High spatio-temporal rainfall algorithm over Galápagos archipelago using multispectral GOES-16 infrared brightness temperatures: the GRR product
- 1Philips University Marburg, Laboratory of Climatology and Remote Sensing, Geography, Marburg, Germany (turini@staff.uni-marburg.de)
- 2Charles Darwin Foundation (CDF), Av. Charles Darwin s/n, Puerto Ayora, Galápagos, Ecuador
Due to its geographic location and unique climatic circumstances, the Galápagos archipelago is renowned for its exceptional and high endemic biodiversity. Nevertheless, due to limited access to the permanent freshwater body in the archipelago, the freshwater budget is almost exclusively dependent on precipitation. However, with the lack of spatial and temporal distribution of rainfall information, it is not easy to understand the short- and long-term dynamics of rainfall in the Galápagos.
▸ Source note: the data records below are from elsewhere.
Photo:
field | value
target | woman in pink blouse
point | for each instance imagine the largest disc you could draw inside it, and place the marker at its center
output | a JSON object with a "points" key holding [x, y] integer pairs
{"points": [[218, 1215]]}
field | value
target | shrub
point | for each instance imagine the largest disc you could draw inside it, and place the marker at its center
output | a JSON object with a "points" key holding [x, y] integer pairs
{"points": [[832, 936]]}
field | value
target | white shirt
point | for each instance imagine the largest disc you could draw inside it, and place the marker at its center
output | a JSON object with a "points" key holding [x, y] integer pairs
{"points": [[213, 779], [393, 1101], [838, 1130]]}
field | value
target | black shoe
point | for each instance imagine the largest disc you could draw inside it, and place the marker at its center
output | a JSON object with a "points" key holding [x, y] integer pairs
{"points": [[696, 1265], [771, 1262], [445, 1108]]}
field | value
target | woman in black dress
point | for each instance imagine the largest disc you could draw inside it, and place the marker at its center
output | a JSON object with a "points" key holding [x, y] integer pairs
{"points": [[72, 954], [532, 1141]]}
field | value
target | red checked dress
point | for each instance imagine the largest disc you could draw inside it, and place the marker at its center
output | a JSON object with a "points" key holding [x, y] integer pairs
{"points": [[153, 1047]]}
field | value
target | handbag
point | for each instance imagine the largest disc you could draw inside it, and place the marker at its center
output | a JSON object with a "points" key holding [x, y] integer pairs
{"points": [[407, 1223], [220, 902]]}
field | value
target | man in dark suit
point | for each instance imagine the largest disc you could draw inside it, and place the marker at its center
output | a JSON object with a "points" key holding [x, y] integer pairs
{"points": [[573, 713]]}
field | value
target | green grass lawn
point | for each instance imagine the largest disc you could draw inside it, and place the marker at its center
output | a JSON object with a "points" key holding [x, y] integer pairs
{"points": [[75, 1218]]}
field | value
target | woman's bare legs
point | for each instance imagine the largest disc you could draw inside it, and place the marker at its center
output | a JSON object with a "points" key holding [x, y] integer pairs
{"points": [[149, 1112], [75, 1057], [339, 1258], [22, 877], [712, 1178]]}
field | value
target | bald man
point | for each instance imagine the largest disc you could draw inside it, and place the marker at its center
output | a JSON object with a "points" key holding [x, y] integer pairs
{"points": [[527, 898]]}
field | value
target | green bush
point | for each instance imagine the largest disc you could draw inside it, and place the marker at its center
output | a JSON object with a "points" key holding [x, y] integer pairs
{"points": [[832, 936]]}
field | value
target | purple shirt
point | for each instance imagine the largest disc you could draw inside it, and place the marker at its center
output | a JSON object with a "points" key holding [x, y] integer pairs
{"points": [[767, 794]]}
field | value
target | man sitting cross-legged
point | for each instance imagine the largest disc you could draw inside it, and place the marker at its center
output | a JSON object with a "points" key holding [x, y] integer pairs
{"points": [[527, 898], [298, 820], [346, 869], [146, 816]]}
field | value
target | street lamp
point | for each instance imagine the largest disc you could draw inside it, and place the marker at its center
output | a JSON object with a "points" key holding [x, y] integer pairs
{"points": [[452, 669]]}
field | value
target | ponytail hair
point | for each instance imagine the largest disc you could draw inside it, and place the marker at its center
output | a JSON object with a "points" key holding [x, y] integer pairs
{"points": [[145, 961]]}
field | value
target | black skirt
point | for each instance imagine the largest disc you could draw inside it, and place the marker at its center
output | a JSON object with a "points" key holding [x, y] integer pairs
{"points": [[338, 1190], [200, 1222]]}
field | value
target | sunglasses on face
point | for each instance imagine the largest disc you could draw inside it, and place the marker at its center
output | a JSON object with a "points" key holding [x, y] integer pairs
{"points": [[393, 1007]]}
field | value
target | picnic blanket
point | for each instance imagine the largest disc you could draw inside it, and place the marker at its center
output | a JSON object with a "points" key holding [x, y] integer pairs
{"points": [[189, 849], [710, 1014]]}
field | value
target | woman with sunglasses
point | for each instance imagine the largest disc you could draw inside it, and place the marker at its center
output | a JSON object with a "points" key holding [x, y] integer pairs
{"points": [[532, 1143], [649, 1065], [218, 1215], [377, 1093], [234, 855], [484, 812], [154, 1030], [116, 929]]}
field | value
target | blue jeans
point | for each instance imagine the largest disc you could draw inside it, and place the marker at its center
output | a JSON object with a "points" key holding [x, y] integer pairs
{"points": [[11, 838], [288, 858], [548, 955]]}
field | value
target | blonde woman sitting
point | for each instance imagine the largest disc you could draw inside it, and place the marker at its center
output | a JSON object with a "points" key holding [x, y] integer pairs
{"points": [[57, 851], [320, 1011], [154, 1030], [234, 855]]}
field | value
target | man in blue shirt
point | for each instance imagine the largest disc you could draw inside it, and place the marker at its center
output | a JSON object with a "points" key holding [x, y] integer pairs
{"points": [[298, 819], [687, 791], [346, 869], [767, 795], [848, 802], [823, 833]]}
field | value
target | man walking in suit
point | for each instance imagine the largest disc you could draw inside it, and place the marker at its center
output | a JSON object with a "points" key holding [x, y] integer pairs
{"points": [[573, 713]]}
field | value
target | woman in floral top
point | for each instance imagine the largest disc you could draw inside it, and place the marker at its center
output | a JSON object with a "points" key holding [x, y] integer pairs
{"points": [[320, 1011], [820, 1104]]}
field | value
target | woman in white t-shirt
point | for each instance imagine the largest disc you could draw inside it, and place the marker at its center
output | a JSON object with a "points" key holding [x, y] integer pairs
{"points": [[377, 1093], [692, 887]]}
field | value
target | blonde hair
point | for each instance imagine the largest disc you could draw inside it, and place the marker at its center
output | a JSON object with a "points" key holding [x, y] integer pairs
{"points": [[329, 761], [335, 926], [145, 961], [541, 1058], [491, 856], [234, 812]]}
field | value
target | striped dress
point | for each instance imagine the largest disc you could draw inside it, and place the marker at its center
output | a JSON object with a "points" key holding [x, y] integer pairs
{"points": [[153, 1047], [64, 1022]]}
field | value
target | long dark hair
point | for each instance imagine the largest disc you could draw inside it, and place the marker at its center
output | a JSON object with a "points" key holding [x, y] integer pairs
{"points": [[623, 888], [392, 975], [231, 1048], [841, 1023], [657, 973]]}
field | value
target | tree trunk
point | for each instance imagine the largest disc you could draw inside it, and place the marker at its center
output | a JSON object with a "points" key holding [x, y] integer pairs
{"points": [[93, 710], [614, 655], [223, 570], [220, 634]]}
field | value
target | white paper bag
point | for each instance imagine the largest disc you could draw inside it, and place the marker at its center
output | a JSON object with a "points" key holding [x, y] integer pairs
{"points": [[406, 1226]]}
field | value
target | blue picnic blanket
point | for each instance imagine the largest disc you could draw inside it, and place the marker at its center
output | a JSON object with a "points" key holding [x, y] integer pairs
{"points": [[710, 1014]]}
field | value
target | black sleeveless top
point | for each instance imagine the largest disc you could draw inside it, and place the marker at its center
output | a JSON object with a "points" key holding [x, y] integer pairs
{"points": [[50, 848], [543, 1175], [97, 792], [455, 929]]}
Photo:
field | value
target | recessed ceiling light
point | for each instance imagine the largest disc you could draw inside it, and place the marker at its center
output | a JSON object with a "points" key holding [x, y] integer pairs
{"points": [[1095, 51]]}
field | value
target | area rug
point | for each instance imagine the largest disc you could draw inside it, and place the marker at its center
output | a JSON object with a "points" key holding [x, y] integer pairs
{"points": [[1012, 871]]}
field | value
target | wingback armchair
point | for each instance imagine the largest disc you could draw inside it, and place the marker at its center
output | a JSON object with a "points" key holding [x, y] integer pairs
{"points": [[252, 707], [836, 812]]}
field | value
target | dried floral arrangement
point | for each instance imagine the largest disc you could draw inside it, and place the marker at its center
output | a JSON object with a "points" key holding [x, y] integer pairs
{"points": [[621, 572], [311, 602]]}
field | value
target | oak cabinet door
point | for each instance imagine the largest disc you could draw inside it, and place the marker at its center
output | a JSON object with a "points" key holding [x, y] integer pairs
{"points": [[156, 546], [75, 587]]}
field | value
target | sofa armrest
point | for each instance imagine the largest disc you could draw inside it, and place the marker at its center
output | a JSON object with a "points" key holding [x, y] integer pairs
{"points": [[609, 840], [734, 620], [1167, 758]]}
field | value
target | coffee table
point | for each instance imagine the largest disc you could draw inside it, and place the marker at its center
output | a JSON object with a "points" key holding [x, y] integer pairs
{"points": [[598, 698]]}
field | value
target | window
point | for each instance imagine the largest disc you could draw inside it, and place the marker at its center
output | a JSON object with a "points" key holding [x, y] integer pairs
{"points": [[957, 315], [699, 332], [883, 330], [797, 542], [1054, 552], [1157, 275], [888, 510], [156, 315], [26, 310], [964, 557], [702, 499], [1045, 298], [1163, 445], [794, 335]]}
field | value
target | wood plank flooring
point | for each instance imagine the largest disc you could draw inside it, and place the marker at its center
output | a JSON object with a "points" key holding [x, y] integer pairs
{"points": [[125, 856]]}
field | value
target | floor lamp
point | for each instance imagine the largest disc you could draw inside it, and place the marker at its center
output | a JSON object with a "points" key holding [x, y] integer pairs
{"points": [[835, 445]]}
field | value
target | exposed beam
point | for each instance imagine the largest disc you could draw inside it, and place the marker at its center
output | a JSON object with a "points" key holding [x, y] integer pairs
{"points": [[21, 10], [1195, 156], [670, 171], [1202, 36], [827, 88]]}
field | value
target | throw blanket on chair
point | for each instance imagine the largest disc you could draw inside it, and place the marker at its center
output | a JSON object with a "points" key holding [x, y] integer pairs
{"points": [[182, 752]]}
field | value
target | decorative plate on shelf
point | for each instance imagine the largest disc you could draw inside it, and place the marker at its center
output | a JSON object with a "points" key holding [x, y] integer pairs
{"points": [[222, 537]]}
The poster presents the new satellite-based rainfall retrieval algorithm, the Galápagos Rainfall Retrieval (GRR), which offers the potential for a high spatio-temporal resolution (2 km, 10 min) rainfall product in near real-time for the Galápagos archipelago.
The algorithm is proposed to combine physical methods with machine learning in which sequences of Geostationary Earth Orbit infrared (GEO-IR) images are used to retrieve both cold season Garua drizzle and warm season convective rainfall.
In the first step, a threshold technique and spectral differences are used to identify the cloudy regions and distinguish the low, middle, and high clouds. Next, the cloud-covered region will go under a different entity-based classification method (e.g., slope test/ML algorithm) for each cloud type to detect the low stratus/Garua drizzle and potentially convective core regions. The next test follows for all detected potentially convective core regions based on cloud formation over time and space to examine whether they are likely to be decaying. If the convective core is classified as decaying, it is labelled stratiform rain; otherwise, it is labelled as the active convective core.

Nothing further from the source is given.